On Thu, Dec 27, 2012 at 5:39 PM, Peter Bex <Peter(dot)Bex(at)xs4all(dot)nl> wrote:
> On Thu, Dec 27, 2012 at 12:31:08PM -0300, Claudio Freire wrote:
>> On Thu, Dec 27, 2012 at 11:46 AM, Peter Bex <Peter(dot)Bex(at)xs4all(dot)nl> wrote:
>> >
>> > Implementing a more secure challenge-response based algorithm means
>> > a change in the client-server protocol. Perhaps something like SCRAM
>> > (maybe through SASL) really is the way forward for this, but that
>> > seems like quite a project and it seems to dictate how the passwords are
>> > stored; it requires a hash of the PBKDF2 algorithm to be stored.
>>
>> It would be nonsense to do it in any other way... protecting the
>> password store and not the exchange would just shift the weak spot.
>
> Yeah, that's why I was being rather pessimistic about the patch I posted.

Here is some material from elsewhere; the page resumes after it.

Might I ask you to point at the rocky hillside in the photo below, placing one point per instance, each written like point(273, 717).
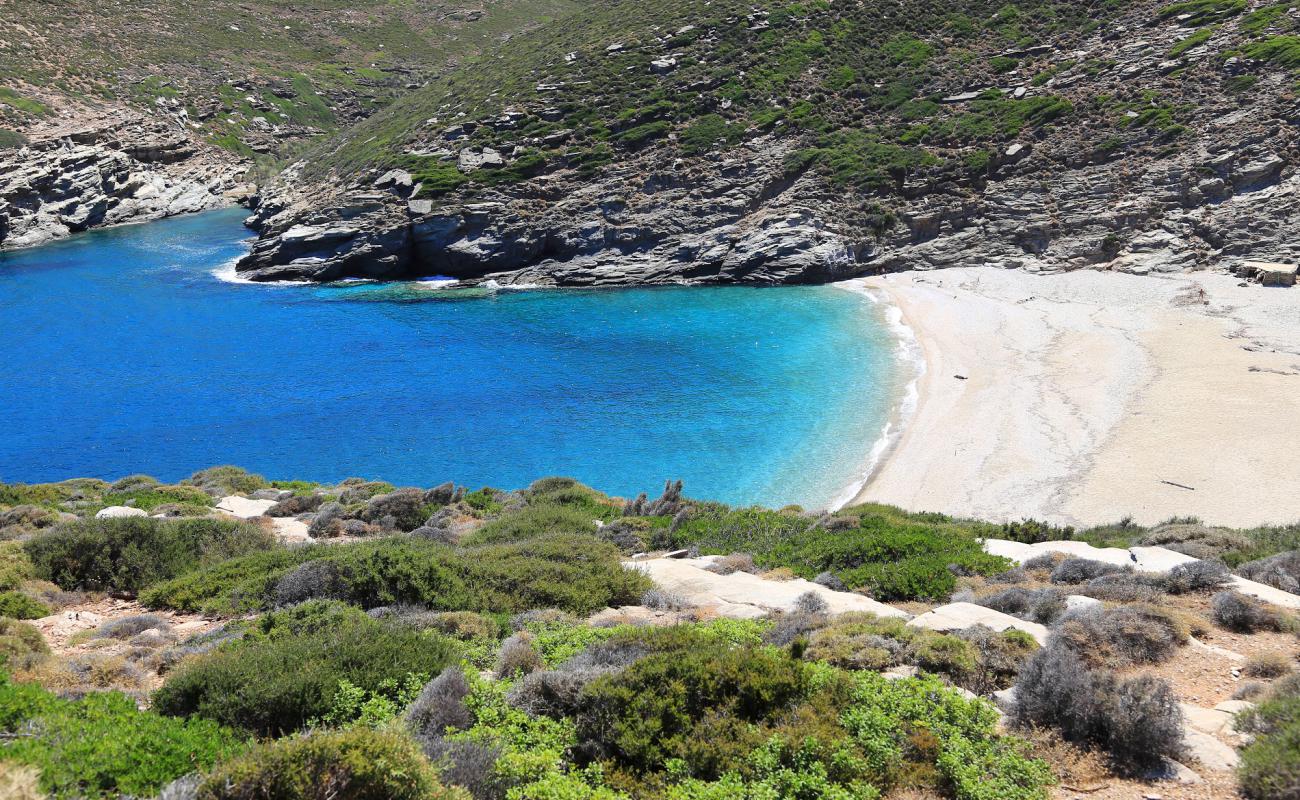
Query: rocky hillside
point(130, 109)
point(718, 141)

> However, SCRAM will only protect the password; SSL is still required
> to protect against connection hijacking.
>
The thread that ended with
http://archives.postgresql.org/message-id/5086CB7A.5040406@gmx.net
also tended towards SASL and SCRAM as the best direction for
developing password and GSSAPI/Kerberos authentication.